あるとき、それは2002年の秋の終わりだったか、私は、台湾人のYin Chenと彼のアパートの一室でいつものように、飲んでいた。同じ台湾人のLanもいたはずだ。私たちは、英語とドイツ語を混ぜながら、議論をしていた。私はふと、あさって、ミュンスターに行こうと思う、というようなことを言った。すると即座に彼らから、なぜお前はいつも一人で旅をするのかと詰問される。そうして今回は、みんなで行こうではないかと言われたのである。

さて、二日ののち、早朝待ち合わせ時間にボン中央駅に行くと、驚くことに台湾人が7人も集まっていた。必ずしもボン在住者ではなく、ドイツ中から集められ、しかし一度か二度は、台湾人のアパートで毎晩のように開かれていた夕食会で出会ったことがあるメンバーであった。こうして私は、ぞろぞろと台湾人を連れて、ミュンスターを訪れ、町を一回りし、そしていつものように、最後にこのPinkusに入り、彼らにビールを奢った。H.P.トップの写真は、このときに、Yin Chenに写してもらったのである。

このPinkusのアルトビールは、本来エールビールが持つ、雑多なと言うべきか、複雑なと言うべき味わいがあり、さらに加えて、数ヶ月熟成させることにより、ワインに似た深みを有している。私の直観ではこれが本来のビールである。ドイツのビールはもともとはこのエールビールであったが、後にラガーが発明されると、南ドイツの主流は、このラガーになってしまった。北西ドイツでも、例えば、ケルシュは、エールビールでありながら、ラガーの影響を強く受けて、すっきりとした味わいになっている。その中で、このエールの伝統を受け継いだのが、デュッセルドルフのアルトである。今でも、デュッセルドルフには数軒のビール醸造所があり、それらは、この馥郁たる香りとまろやかな味、適度な苦味と軽やかさを持つ、赤い色のエールの伝統を残している。正確に言えば、それらも多少はラガーの技術を取り入れて、熟成は低温で行うのだが、しかし基本は常温発酵である。その中には、私が世界で一番おいしいと断言しても良い、Zum Ürigeという、旧市街地、ライン川のほとりにある店や、続けて二番、三番と言って良い、SchumacherFüchschen、ビールの味は一ランク落ちるけれど、料理は素晴らしく良い、Zum Schiffchenなどがある。

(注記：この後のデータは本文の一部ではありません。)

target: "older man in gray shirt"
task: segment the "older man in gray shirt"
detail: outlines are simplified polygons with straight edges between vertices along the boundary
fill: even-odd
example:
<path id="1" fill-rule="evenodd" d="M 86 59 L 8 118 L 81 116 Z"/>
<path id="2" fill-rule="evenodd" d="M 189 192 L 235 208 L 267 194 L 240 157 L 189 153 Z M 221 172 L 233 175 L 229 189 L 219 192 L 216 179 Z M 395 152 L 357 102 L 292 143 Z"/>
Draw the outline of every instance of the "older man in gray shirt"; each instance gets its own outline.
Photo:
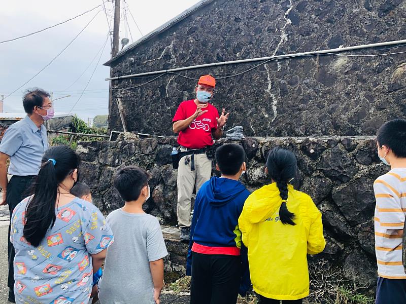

さらにこれも私の直感だが、このビールを熟成させる手法は、オランダやベルギーに渡って、例えば、南ブリュッセル駅のすぐ近くにある、CantillionLambicビールを生んだ。そういった、このあたりのビールの、そもそものおおもとが、このPinkusアルトなのである。

いや、まさに、Altという言葉は、古いという意味のドイツ語なのだが、しかし同時にこれは、古ドイツ語ではAleであり、さらにBitter、つまり苦いという意味の、イギリスで発達したエールビールと同義である。さらにはラテン語にまで遡ると、これはrising yeast、つまりぶくぶくと発酵するという意味もあり、まさにAltはビールそのものである。

私はこういった薀蓄を垂れたのだが、台湾人は誰もそんなことに興味を持っていない。ただ、この日本人のプロフェッサーは一人で旅に出て、さびしく酒を飲む習慣があるが、今日は楽しく皆で酒を飲むことができ、とにかく良かった、と彼らはひたすら善意に満ち溢れている。

その後まもなく私は日本に帰り、皆ばらばらになってしまった。Lanは高雄の大学に就職し、二年後に私は呼ばれて、その新設の大学で特別講義を行った。Yin Chenはまだボンに残って、ゆっくりと博士論文を書いている。